Polisi Tangkap Dua Pelaku Peretasan Website KPU Jember - Benang Merah News

Breaking

JALANKAN PROTOKOL KESEHATAN 'CEGAH PENYEBARAN COVID-19'
https://www.benangmerahnews.com/p/blog-page_36.html
COVID-19 DI DUNIA Klik!
https://www.benangmerahnews.com/p/blog-page_53.html
COVID-19 DI INDONESIA Klik!
https://www.benangmerahnews.com/p/blog-page_25.html
COVID-19 DI KOTA PADANG Klik!

Wednesday, October 14, 2020

Polisi Tangkap Dua Pelaku Peretasan Website KPU Jember



Surabaya(JATIM).BM- Subdit V Siber Direktorat Reserse Kriminal Khusus Kepolisian Daerah Jawa Timur berhasil meringkus dua pemuda berinisial DA (23) dan ZFR (14) atas tuduhan peretasan terhadap website resmi KPU Kabupaten Jember, https://kab-jember.kpu.go.id.   Kabid Humas Polda Jatim Kombes Pol. Trunoyudo Wisnu Andiko menerangkan bahwa dua orang tersangka ditangkap di dua lokasi yang berbeda. DA ditangkap di Sumatera Selatan, sedangkan ZFR ditangkap di Serang, Banten.

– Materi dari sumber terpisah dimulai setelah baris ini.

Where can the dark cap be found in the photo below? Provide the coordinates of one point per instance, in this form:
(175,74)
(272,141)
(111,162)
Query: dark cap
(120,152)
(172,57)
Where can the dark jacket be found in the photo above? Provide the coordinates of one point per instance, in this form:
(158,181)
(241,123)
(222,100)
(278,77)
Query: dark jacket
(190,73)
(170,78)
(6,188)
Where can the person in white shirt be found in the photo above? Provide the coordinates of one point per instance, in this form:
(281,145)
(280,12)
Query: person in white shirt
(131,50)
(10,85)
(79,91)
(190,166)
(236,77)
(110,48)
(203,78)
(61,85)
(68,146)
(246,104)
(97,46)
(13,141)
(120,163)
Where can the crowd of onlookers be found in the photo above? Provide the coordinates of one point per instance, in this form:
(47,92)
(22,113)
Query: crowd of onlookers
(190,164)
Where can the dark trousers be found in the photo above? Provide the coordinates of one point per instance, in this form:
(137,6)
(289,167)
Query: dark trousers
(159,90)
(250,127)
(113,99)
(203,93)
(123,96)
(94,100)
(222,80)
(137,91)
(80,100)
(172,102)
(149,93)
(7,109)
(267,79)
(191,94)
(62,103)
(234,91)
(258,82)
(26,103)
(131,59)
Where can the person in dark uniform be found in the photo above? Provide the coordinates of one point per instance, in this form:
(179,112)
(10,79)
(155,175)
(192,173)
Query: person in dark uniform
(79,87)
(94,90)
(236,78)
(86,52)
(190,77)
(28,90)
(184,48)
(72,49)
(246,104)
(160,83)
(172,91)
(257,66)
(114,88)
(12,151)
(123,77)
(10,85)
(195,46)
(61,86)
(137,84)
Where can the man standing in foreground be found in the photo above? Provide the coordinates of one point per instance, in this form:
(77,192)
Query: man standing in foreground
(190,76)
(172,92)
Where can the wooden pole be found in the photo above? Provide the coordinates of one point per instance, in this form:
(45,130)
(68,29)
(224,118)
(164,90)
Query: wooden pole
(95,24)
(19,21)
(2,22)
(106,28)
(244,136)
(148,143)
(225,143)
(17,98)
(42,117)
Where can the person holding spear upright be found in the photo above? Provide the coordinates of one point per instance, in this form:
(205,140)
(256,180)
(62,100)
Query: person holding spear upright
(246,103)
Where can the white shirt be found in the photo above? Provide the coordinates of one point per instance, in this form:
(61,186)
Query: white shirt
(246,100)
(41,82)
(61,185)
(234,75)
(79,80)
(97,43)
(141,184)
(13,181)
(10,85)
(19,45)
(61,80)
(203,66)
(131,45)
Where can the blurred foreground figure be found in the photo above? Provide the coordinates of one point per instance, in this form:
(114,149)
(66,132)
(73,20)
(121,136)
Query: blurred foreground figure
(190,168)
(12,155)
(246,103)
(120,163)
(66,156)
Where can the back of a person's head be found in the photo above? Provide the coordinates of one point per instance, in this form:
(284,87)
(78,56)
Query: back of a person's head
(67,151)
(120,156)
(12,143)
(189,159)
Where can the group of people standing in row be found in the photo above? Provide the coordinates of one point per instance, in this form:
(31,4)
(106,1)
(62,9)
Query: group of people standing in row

Kombes Pol. Trunoyudo Wisnu Andiko menjelaskan kedua pelaku setelah menjebol sistem keamanan website resmi, tersangka mengunggah gambar tak senonoh di website KPU Jember.

“Dua pelaku ini diamankan beserta alat bukti terkait peretasan situs KPU Kabupaten Jember," terang Kabid Humas Polda Jatim, Selasa (13/10/20).

Baca Juga


Sementara itu Direskrimsus Polda Jatim, Kombes Pol Gidion Arif Setyawan menambahkan, pihaknya menangkap dua orang, tetapi satu orang dilakukan penahanan. "Satunya tidak dilakukan penahanan, dikembalikan kepada orangtuanya karena masih di bawah umur.,” ujarnya.," terang Kombes Pol. Gidion. Arif Setyawan.
Kombes Pold. Gidon Arid Setyawan mengungkapkan bahwa kedua tersangka mengaku motif meretas laman KPU Jember bukan karena politik, namun hanya untuk eksistensi belaka. Bahkan, pelaku kerap menjual laman yang diretasnya seharga Rp 20 ribu.   ”Motifnya ekonomi, satu akun dijual Rp 20 ribu. Yang paling penting tidak ada motif politik dalam Pilkada Jember, ini murni tindak pidana,” tutur Direskrimsus Polda Jatim.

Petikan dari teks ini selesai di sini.